Bien qu’elle soit majoritairement dirigée contre l’administration américaine, la rhétorique de Kim Jong Un n’épargne pas son peuple. La plupart des observateurs politiques du pays oblitèrent le fait qu’un dictateur doit simuler un rapport de force avantageux face à une superpuissance hégémonique comme celle des États-Unis. C’est ainsi qu’il justifie ses actions et sa domination sur l’appareil d’État : lui seul sait comment résister à la domination américaine. Et c’est ainsi qu’il parvient à convaincre le peuple de se ranger derrière lui, tout en éloignant les détracteurs de son régime.

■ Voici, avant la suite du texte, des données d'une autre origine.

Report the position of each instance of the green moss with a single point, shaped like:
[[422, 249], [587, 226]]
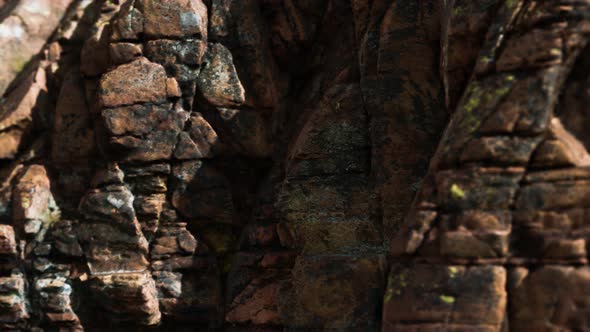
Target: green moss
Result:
[[457, 192], [447, 299]]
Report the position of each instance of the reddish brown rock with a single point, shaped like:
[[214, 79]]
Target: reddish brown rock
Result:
[[8, 251], [128, 297], [218, 81], [24, 32], [202, 193], [141, 81], [552, 297], [34, 207], [183, 18], [16, 111], [73, 135], [470, 296], [12, 302]]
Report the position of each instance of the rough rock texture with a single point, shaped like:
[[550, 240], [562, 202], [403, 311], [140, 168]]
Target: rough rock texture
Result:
[[261, 165]]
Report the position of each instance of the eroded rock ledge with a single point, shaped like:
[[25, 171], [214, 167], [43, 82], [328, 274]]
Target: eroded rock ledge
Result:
[[265, 165]]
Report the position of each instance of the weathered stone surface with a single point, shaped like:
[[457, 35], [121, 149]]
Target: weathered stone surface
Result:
[[218, 81], [140, 81], [8, 251], [325, 292], [243, 165], [199, 142], [34, 207], [202, 193], [24, 32], [430, 294], [464, 25], [144, 132], [184, 18], [120, 53], [16, 111], [12, 301], [552, 297], [128, 297], [73, 135]]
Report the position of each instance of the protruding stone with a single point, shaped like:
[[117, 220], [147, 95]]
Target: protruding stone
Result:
[[128, 297], [140, 81], [201, 192], [121, 53], [13, 307], [473, 297], [16, 111], [34, 206], [184, 18], [218, 81]]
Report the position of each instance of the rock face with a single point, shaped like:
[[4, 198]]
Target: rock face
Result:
[[249, 165]]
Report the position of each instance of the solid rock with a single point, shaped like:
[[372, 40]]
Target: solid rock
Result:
[[468, 296], [95, 55], [478, 188], [16, 111], [561, 149], [172, 88], [34, 205], [111, 174], [137, 120], [158, 127], [334, 298], [202, 192], [124, 52], [25, 32], [7, 246], [64, 238], [73, 132], [13, 307], [500, 150], [140, 81], [128, 24], [184, 18], [256, 304], [128, 297], [169, 52], [199, 142], [551, 297], [218, 81], [535, 49]]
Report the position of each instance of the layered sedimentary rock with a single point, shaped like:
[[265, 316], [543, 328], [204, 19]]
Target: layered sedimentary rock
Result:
[[284, 165], [506, 189]]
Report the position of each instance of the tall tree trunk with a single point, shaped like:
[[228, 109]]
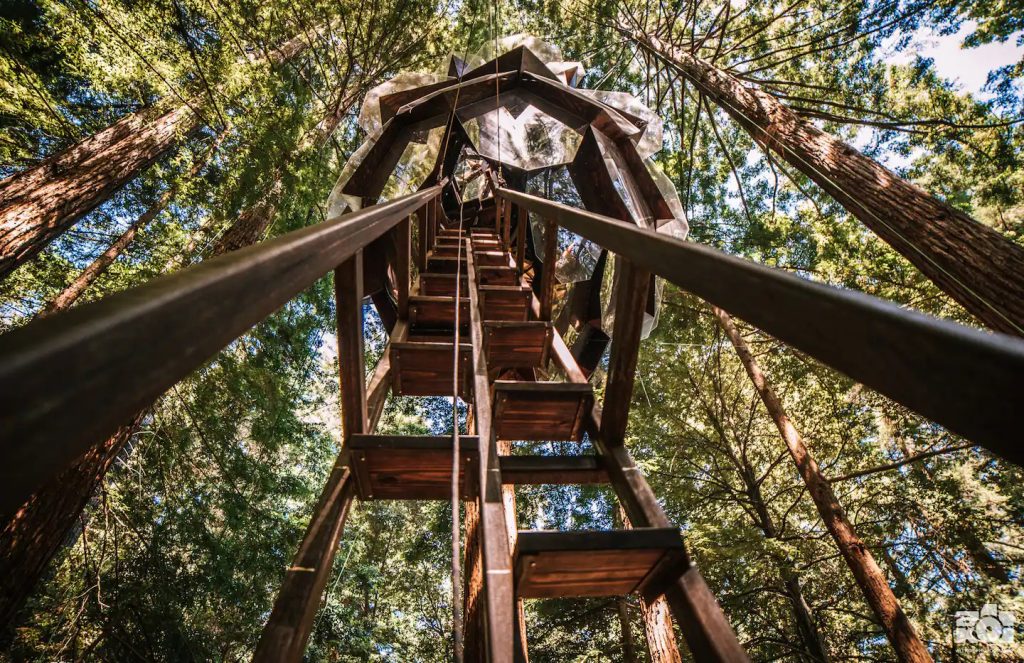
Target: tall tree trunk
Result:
[[657, 628], [70, 295], [802, 612], [38, 204], [973, 263], [656, 618], [40, 528], [255, 219], [626, 630], [872, 582]]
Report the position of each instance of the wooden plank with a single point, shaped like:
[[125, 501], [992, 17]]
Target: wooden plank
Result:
[[540, 411], [548, 272], [536, 470], [403, 242], [631, 300], [348, 295], [517, 344], [522, 225], [551, 565], [499, 591], [406, 467], [505, 302], [839, 327]]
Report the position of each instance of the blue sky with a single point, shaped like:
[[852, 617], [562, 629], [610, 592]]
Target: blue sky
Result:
[[968, 66]]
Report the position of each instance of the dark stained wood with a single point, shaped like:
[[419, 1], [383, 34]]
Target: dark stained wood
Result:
[[553, 565], [517, 344], [439, 285], [839, 327], [403, 255], [425, 368], [540, 411], [548, 271], [631, 299], [412, 466], [566, 470], [492, 258], [348, 295], [505, 302], [497, 276], [497, 554], [445, 264], [436, 312]]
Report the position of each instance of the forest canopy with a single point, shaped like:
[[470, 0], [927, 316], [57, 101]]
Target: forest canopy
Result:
[[220, 125]]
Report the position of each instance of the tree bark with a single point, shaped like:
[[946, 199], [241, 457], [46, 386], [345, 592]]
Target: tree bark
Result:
[[973, 263], [872, 582], [40, 529], [38, 204], [255, 219], [70, 295]]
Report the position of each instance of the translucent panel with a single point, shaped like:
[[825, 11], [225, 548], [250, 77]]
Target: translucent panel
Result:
[[531, 140], [547, 52], [370, 114], [650, 139]]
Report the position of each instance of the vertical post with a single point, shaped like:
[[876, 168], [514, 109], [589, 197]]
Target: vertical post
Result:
[[421, 225], [403, 246], [522, 222], [498, 585], [548, 273], [291, 621]]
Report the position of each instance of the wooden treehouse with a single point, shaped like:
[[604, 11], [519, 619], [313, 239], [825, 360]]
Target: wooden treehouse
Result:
[[464, 272]]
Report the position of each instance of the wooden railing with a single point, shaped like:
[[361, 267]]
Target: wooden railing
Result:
[[968, 380]]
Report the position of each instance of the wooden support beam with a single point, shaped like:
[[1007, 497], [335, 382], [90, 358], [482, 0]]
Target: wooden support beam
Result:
[[901, 354], [522, 225], [548, 273], [69, 384], [291, 621], [421, 231], [631, 300], [403, 256], [498, 587]]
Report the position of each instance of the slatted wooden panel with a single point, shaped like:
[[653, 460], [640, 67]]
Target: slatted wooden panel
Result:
[[497, 276], [436, 312], [491, 258], [412, 466], [505, 302], [550, 565], [440, 285], [425, 368], [540, 411], [517, 344]]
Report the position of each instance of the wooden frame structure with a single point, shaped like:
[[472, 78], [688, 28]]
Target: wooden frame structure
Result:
[[66, 382]]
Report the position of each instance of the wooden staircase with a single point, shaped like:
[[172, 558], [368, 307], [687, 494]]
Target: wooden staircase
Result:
[[517, 346]]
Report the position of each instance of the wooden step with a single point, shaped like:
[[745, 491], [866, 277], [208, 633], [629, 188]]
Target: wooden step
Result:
[[411, 466], [552, 565], [441, 285], [505, 302], [445, 263], [436, 312], [424, 368], [501, 276], [560, 470], [489, 258], [517, 344], [540, 411]]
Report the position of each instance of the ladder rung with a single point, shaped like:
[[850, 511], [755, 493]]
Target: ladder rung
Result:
[[551, 565]]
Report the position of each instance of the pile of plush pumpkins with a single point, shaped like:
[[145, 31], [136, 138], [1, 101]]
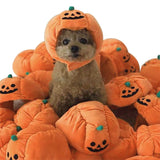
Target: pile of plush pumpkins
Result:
[[128, 128]]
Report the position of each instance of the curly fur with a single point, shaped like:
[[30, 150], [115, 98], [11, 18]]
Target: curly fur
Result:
[[69, 88]]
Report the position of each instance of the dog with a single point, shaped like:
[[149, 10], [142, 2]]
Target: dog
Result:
[[69, 88]]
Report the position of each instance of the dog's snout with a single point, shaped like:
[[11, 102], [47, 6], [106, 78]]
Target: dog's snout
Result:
[[74, 49]]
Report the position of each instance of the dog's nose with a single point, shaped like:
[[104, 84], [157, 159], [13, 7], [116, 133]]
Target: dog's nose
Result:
[[74, 49]]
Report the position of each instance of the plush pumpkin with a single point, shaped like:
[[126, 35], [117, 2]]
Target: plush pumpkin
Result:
[[38, 142], [143, 158], [150, 70], [73, 20], [38, 111], [90, 127], [42, 78], [33, 60], [125, 90], [149, 108], [148, 140], [116, 60], [127, 142], [7, 128]]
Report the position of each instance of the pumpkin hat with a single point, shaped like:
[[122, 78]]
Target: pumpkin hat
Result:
[[72, 20], [14, 88]]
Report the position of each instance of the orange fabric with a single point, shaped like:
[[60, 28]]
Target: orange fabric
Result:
[[143, 158], [126, 147], [149, 108], [33, 60], [42, 78], [125, 90], [7, 129], [41, 60], [39, 142], [116, 60], [59, 22], [80, 123], [19, 88], [148, 140], [150, 70], [35, 111], [21, 63]]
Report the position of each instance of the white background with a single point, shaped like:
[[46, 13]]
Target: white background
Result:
[[134, 22]]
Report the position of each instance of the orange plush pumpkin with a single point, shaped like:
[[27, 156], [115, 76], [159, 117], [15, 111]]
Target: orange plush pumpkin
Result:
[[90, 127], [42, 78], [149, 108], [72, 20], [148, 140], [21, 63], [33, 60], [38, 111], [151, 70], [125, 90], [7, 128], [38, 142], [116, 60], [127, 142]]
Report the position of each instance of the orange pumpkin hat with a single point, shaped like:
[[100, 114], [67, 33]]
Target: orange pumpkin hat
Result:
[[90, 127], [123, 91], [38, 111], [38, 142], [151, 70], [116, 60], [148, 140], [72, 20], [149, 108], [14, 88]]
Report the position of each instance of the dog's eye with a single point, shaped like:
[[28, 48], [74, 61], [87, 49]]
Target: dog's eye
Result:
[[83, 41], [66, 41]]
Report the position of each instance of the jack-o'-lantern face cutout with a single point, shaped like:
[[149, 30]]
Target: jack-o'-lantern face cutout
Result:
[[97, 147], [72, 14], [123, 91], [128, 90], [7, 89], [144, 101], [149, 108]]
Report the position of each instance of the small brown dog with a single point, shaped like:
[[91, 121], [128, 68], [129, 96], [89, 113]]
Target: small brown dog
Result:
[[69, 88]]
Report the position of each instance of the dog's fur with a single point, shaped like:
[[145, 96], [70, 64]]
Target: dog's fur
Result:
[[69, 88]]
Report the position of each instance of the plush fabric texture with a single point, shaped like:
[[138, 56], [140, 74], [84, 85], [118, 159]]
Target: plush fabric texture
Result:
[[42, 78], [149, 108], [116, 60], [150, 70], [63, 21], [125, 90], [38, 111], [7, 128], [90, 127], [15, 88], [143, 158], [39, 142], [41, 60], [126, 147], [33, 60], [21, 63], [148, 140]]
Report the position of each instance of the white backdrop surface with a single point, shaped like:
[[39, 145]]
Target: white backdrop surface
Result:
[[134, 22]]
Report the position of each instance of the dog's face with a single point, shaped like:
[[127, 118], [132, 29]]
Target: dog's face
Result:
[[75, 45]]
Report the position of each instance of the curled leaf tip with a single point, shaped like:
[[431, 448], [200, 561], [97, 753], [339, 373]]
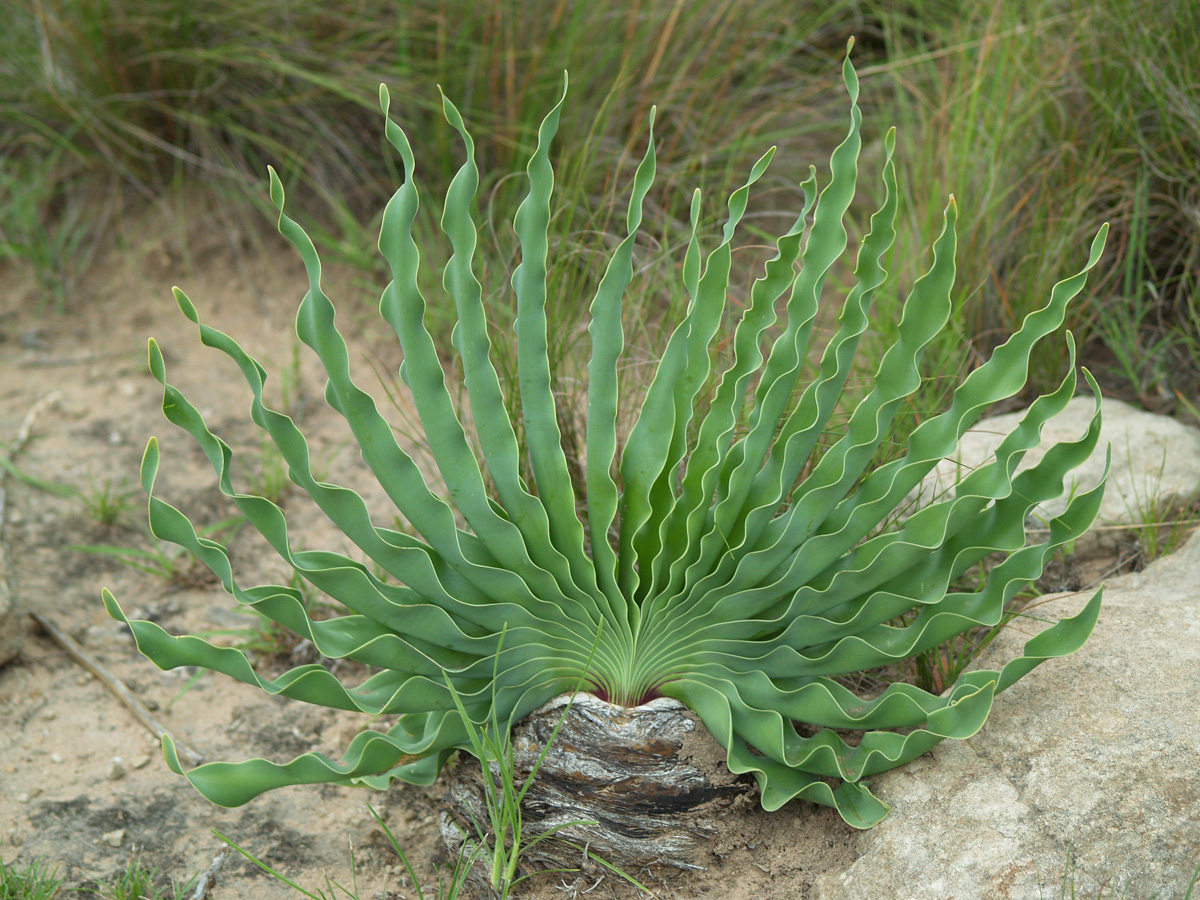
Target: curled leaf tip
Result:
[[277, 195]]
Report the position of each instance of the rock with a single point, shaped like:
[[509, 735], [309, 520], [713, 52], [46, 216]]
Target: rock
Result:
[[1153, 457], [1087, 762]]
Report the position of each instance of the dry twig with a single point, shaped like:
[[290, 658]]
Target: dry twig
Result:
[[112, 682]]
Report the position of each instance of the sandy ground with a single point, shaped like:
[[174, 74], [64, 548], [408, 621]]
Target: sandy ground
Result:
[[61, 796]]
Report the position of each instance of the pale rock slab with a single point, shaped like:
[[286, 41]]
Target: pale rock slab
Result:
[[1092, 757], [1153, 456]]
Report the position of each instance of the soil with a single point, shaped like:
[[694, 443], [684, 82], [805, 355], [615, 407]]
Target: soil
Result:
[[63, 798]]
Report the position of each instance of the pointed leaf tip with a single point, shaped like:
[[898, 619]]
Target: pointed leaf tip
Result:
[[186, 306], [157, 366], [277, 196]]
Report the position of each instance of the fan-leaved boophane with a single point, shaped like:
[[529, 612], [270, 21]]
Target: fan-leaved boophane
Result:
[[719, 562]]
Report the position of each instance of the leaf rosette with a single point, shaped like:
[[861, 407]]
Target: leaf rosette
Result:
[[720, 559]]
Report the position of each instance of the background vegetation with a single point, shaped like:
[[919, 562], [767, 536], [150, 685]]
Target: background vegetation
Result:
[[1043, 117]]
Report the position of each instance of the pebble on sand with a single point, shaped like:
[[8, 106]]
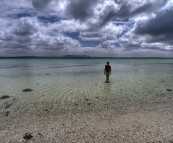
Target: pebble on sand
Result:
[[27, 136], [5, 97], [27, 90]]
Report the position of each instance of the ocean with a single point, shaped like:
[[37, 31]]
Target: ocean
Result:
[[79, 85]]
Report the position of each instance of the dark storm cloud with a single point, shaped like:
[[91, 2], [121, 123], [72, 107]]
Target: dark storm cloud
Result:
[[128, 9], [22, 12], [40, 4], [48, 18], [80, 9], [132, 8], [24, 28], [161, 24]]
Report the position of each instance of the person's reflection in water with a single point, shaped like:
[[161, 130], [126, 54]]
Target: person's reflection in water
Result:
[[107, 88]]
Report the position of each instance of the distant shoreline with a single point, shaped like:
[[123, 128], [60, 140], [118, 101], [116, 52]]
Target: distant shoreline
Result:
[[82, 57]]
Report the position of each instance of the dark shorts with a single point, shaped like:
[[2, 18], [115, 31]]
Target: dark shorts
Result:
[[107, 74]]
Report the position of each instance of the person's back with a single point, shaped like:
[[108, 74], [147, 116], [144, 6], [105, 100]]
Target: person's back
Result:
[[107, 70]]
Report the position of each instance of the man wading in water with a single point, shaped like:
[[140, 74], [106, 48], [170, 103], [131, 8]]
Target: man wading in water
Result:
[[107, 71]]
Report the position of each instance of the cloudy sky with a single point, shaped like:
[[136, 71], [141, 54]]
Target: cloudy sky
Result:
[[116, 28]]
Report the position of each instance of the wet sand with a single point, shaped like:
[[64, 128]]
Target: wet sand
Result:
[[105, 126]]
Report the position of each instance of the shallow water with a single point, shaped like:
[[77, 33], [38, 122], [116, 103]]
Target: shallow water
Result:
[[61, 85]]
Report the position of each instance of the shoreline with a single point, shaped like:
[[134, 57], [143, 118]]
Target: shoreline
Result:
[[106, 126]]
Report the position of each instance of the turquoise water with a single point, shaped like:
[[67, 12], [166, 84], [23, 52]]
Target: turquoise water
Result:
[[61, 85]]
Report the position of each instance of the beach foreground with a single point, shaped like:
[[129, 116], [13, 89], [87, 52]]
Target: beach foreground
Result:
[[132, 126]]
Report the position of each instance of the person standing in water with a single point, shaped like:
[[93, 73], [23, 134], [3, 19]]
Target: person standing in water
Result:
[[107, 71]]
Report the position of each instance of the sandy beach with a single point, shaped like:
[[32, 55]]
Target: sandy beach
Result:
[[71, 103], [126, 127]]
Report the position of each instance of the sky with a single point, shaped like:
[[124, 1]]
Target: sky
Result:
[[99, 28]]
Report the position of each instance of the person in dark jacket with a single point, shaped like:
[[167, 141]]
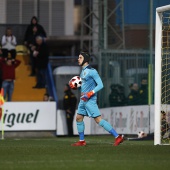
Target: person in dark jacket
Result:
[[69, 104], [33, 30], [164, 124], [41, 54]]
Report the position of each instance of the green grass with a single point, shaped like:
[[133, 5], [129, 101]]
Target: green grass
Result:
[[99, 154]]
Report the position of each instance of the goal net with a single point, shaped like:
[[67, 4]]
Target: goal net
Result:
[[162, 76]]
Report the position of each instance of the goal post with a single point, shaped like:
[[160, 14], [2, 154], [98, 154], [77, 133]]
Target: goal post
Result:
[[162, 73]]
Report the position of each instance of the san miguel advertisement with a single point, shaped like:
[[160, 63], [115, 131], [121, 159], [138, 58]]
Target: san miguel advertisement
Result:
[[27, 116]]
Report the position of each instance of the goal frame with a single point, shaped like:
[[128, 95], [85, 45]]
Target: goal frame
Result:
[[158, 77]]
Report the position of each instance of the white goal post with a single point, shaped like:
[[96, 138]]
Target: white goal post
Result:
[[161, 52]]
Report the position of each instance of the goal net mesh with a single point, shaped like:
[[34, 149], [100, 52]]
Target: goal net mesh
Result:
[[165, 74]]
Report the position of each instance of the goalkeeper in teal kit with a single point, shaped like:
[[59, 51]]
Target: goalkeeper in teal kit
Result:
[[91, 84]]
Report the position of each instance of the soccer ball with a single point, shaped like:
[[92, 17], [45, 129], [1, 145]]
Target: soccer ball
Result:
[[76, 82], [141, 134]]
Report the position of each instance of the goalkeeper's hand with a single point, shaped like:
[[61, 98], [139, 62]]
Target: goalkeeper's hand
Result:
[[87, 96]]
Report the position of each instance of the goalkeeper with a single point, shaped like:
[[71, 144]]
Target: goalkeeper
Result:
[[91, 84]]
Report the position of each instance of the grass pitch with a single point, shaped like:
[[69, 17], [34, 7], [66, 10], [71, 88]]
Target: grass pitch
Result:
[[99, 154]]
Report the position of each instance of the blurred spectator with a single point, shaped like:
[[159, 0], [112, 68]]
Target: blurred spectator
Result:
[[8, 67], [8, 44], [164, 126], [113, 96], [117, 97], [122, 98], [46, 97], [143, 92], [33, 30], [31, 42], [29, 30], [69, 103], [133, 97], [41, 54]]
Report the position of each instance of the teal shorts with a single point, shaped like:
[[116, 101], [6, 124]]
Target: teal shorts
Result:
[[89, 108]]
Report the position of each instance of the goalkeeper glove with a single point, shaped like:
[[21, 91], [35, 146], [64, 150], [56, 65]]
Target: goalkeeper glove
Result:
[[87, 96]]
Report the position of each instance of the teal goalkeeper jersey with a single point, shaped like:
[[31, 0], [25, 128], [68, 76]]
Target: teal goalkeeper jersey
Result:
[[90, 81]]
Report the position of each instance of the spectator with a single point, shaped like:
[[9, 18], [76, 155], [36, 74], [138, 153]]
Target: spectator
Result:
[[69, 103], [133, 97], [143, 92], [113, 96], [164, 125], [33, 30], [46, 97], [31, 42], [41, 54], [8, 67], [8, 44], [29, 30]]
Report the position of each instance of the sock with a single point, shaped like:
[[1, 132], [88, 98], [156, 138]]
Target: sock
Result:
[[80, 128], [106, 125]]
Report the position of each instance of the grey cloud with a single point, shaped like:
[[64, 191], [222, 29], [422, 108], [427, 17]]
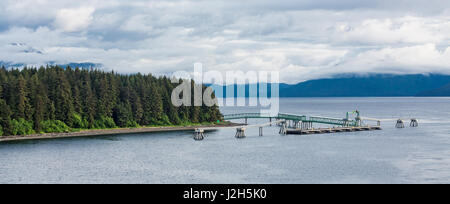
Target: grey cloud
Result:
[[307, 39]]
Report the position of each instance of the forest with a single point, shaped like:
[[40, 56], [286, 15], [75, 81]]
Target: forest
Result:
[[53, 99]]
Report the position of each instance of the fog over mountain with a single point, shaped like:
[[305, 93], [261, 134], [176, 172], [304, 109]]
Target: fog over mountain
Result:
[[302, 39]]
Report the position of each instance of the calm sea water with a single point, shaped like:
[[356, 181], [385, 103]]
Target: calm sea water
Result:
[[410, 155]]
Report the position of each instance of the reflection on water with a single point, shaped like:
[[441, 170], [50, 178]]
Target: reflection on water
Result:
[[410, 155]]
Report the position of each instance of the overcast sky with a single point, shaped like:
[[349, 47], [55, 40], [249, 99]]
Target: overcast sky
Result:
[[304, 39]]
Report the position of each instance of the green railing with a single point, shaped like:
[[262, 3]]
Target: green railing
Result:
[[302, 118]]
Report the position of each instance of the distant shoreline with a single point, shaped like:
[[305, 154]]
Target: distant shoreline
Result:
[[105, 132]]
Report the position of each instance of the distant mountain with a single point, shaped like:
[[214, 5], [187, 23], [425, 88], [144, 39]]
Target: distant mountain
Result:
[[11, 64], [83, 65], [379, 85], [376, 85], [442, 91]]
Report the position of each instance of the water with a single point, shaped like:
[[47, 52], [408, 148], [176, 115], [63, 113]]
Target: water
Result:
[[410, 155]]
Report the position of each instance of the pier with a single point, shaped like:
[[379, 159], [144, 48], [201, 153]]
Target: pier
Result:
[[292, 124]]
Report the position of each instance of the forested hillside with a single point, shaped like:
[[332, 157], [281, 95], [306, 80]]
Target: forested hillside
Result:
[[53, 99]]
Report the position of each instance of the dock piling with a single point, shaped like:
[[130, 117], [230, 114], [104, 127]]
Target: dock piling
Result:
[[199, 134], [400, 124], [414, 123], [240, 133]]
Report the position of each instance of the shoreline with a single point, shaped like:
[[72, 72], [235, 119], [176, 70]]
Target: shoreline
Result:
[[105, 132]]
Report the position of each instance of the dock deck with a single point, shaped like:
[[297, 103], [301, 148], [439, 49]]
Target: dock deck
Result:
[[330, 130]]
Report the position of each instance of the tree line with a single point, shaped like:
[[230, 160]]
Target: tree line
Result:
[[55, 99]]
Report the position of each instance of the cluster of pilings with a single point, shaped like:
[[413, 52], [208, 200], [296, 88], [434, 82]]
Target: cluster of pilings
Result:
[[240, 133], [283, 129], [401, 124]]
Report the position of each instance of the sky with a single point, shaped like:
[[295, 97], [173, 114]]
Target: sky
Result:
[[303, 39]]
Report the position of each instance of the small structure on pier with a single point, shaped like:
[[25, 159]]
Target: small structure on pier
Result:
[[240, 132], [199, 134], [414, 123], [400, 124]]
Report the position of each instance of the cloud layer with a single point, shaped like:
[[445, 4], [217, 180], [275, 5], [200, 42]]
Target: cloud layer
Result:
[[302, 39]]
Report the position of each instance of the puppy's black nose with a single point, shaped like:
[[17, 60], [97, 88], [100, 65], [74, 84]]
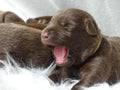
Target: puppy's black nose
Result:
[[46, 35]]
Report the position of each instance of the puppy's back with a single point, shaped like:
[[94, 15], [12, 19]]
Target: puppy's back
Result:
[[24, 44]]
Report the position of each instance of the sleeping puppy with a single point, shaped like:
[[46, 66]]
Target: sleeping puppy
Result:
[[24, 45], [7, 17], [81, 50], [42, 20]]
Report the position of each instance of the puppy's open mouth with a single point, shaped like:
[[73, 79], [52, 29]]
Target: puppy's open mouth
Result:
[[61, 54]]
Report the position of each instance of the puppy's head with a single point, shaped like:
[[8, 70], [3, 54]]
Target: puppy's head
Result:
[[73, 35], [42, 20]]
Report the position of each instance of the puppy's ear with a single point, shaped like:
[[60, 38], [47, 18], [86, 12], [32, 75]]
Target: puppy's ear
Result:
[[90, 26]]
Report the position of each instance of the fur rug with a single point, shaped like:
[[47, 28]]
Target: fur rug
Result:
[[13, 77]]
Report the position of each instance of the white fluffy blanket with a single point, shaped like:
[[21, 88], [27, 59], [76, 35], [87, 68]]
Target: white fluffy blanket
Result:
[[13, 77]]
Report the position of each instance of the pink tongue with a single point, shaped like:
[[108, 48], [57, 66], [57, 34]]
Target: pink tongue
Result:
[[60, 52]]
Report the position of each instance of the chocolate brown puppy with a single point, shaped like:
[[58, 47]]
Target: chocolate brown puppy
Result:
[[42, 20], [7, 17], [81, 50], [24, 45]]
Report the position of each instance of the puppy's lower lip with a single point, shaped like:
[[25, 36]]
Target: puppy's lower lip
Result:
[[61, 53]]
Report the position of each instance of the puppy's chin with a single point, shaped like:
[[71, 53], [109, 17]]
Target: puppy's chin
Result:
[[61, 54]]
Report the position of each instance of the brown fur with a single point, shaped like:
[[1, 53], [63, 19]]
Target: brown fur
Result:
[[24, 45], [8, 16], [42, 20], [93, 58]]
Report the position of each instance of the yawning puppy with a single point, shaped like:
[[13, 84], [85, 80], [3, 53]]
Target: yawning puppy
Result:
[[24, 44], [81, 50], [7, 17]]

À mon sens, une telle attitude traduit plutôt la fragilité de la dictature nord-coréenne. De nombreuses rumeurs circulent, d’ailleurs, à savoir qu’une véritable opposition politique s’organise là-bas. Celle-ci trouve nécessairement un appui chez Donald Trump et son secrétaire d’État, Rex Tellerson, qui répète à qui veut l’entendre que les Etats-Unis ne souhaitent pas intervenir en Corée du Nord. Une destitution de Kim Jong Un par le peuple nord-coréen lui-même ferait bien l’affaire de l’administration américaine qui n’aurait pas à se salir les mains pour obtenir ce qu’elle désire.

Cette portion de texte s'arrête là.